What does impacted look like? high diversity and abundance of epibiota in modified estuaries

Graeme F. Clark, University of New South Wales
Brendan P. Kelaher, Southern Cross University
Katherine A. Dafforn, University of New South Wales
Melinda A. Coleman, NSW Department of Primary Industries
Nathan A. Knott, NSW Department of Primary Industries
Ezequiel M. Marzinelli, University of New South Wales
Emma L. Johnston, University of New South Wales

Document Type Article


Ecosystems modified by human activities are generally predicted to be biologically impoverished. However, much pollution impact theory stems from laboratory or small-scale field studies, and few studies replicate at the level of estuary.
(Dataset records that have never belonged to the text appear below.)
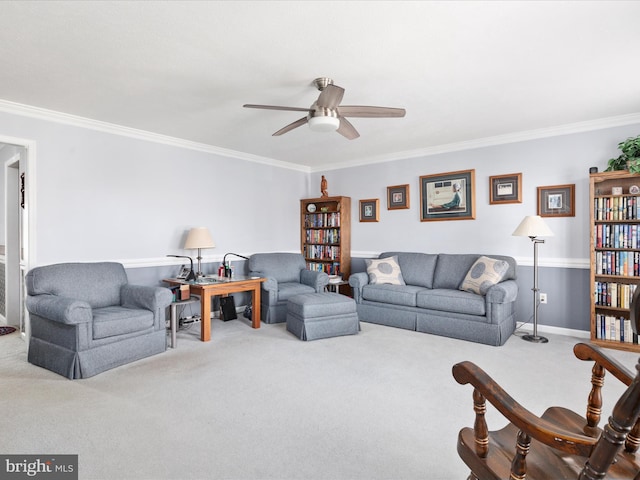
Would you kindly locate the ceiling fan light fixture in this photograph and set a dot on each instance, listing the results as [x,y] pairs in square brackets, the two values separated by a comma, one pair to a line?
[324,124]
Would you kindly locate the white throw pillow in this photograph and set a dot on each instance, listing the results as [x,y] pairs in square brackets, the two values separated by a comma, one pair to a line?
[484,274]
[384,270]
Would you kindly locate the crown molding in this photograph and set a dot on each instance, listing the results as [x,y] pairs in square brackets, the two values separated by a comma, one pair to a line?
[105,127]
[579,127]
[97,125]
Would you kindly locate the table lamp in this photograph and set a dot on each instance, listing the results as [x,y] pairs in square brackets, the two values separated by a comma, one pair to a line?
[533,226]
[199,238]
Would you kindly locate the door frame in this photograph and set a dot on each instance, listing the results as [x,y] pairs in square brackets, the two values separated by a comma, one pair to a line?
[26,241]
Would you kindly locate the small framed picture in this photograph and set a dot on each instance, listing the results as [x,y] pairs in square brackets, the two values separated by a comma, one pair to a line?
[557,201]
[505,189]
[398,197]
[369,210]
[447,196]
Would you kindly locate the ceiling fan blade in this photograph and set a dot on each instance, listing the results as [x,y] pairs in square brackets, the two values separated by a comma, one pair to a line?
[291,126]
[275,107]
[347,130]
[370,112]
[330,97]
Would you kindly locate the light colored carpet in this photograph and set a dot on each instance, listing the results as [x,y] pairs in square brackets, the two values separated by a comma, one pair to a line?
[261,404]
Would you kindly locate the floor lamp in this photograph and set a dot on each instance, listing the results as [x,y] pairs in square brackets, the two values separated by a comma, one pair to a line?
[199,237]
[533,226]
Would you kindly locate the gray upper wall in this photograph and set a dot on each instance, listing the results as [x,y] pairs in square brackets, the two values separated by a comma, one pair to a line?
[103,196]
[547,161]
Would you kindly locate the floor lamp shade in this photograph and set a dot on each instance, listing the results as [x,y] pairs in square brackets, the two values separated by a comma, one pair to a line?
[534,226]
[199,238]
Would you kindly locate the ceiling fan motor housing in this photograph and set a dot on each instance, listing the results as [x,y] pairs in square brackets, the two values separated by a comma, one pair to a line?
[323,119]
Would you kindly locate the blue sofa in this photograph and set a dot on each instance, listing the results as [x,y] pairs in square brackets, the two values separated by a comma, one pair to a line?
[87,318]
[431,300]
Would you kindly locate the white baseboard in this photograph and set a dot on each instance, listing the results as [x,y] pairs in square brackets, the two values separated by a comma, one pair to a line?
[569,332]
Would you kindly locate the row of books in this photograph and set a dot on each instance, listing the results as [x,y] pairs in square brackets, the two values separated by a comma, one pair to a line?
[609,327]
[322,219]
[328,268]
[617,208]
[322,252]
[330,235]
[618,263]
[612,294]
[619,235]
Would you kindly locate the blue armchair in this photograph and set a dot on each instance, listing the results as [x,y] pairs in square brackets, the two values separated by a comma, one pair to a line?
[286,275]
[86,318]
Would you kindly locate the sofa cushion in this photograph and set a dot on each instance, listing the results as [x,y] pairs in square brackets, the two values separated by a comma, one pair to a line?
[417,268]
[98,284]
[451,269]
[384,270]
[288,290]
[392,294]
[455,301]
[112,321]
[484,274]
[284,267]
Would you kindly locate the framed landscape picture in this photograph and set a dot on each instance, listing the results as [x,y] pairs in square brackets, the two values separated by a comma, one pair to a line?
[447,196]
[398,197]
[505,189]
[556,201]
[369,210]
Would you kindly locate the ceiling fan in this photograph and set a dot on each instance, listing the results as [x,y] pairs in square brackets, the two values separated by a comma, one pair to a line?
[327,115]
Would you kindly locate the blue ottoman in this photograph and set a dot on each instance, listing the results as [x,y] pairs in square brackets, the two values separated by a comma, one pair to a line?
[311,316]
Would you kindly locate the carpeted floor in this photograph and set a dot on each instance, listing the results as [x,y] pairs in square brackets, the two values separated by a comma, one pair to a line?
[260,404]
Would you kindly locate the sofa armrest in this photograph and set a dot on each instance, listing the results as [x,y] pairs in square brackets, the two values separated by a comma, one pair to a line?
[357,281]
[503,292]
[60,309]
[316,280]
[149,298]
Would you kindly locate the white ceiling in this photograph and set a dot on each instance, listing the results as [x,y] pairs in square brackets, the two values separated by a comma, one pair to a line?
[464,71]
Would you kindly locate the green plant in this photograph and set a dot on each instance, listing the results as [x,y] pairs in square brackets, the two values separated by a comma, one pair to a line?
[629,158]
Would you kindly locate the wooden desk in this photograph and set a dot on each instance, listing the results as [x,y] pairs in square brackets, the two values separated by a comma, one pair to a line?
[210,287]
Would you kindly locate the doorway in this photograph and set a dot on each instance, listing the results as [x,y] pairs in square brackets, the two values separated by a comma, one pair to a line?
[16,240]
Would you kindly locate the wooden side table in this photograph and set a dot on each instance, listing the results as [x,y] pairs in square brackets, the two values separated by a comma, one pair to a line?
[335,286]
[173,317]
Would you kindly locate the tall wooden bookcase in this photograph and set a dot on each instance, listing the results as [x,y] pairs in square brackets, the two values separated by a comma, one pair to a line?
[615,256]
[325,234]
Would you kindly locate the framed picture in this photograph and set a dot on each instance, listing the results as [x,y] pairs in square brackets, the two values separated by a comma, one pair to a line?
[447,196]
[505,189]
[398,197]
[369,210]
[557,201]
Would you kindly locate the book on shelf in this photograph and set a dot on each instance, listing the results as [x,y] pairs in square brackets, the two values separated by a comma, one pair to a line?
[610,327]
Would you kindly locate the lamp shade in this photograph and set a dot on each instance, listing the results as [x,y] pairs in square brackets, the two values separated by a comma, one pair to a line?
[199,237]
[533,226]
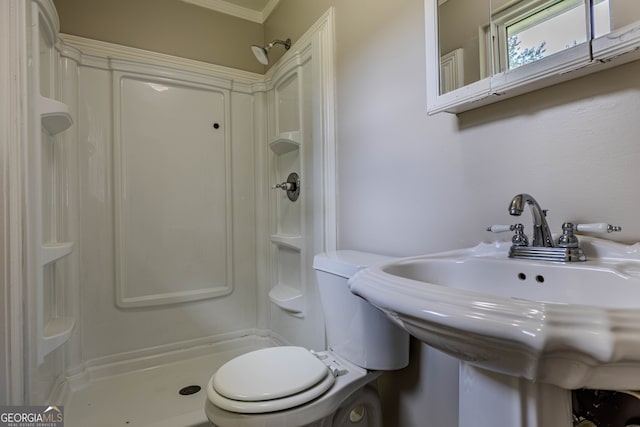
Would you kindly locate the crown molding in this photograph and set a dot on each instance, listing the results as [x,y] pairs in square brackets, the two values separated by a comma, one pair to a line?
[225,7]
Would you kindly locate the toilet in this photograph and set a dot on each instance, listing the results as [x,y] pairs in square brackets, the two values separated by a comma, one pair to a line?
[291,386]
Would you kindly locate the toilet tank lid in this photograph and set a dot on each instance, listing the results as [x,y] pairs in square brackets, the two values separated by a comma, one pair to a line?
[346,263]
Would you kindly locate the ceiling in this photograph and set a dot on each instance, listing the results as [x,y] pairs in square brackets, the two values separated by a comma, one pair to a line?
[251,10]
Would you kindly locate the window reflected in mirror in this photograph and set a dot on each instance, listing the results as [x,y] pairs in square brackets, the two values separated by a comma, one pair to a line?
[526,31]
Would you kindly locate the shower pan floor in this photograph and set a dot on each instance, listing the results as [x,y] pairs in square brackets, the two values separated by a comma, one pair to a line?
[148,397]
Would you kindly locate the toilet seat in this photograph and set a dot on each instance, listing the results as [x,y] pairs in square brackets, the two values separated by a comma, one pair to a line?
[268,380]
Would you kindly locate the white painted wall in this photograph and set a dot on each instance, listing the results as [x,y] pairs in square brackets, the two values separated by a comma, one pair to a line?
[411,184]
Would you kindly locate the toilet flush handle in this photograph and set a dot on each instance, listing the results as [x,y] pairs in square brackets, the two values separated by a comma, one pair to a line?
[291,186]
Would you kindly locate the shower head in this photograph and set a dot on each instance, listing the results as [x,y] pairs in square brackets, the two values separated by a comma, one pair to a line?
[261,53]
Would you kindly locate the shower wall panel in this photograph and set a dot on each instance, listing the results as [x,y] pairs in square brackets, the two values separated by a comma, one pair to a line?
[172,192]
[168,201]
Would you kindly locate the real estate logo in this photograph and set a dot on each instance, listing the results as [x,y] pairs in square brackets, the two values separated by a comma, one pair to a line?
[31,416]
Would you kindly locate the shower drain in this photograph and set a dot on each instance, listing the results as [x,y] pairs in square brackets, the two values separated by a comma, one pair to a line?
[190,389]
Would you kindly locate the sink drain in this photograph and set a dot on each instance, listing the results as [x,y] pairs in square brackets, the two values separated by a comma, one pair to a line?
[190,389]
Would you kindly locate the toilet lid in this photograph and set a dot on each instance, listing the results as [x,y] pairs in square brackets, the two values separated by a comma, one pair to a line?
[269,380]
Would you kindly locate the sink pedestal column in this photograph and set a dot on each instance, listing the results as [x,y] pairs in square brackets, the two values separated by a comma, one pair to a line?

Furthermore, assessments are often based on sediment contamination and infauna, and impacts to epibiota (sessile invertebrates and algae) are seldom considered. We surveyed epibiota in six estuaries in south-east Australia. Half the estuaries were relatively pristine, and half were subject to internationally high levels of contamination, urbanisation, and industrialisation. Contrary to predictions, epibiota in modified estuaries had greater coverage and were similarly diverse as those in unmodified estuaries. Change in epibiota community structure was linearly correlated with sediment-bound copper, and the tubeworm Hydroides elegans showed a strong positive correlation with sediment metals. Stressors such as metal contamination can reduce biodiversity and productivity, but others such as nutrient enrichment and resource provision may obscure signals of impact.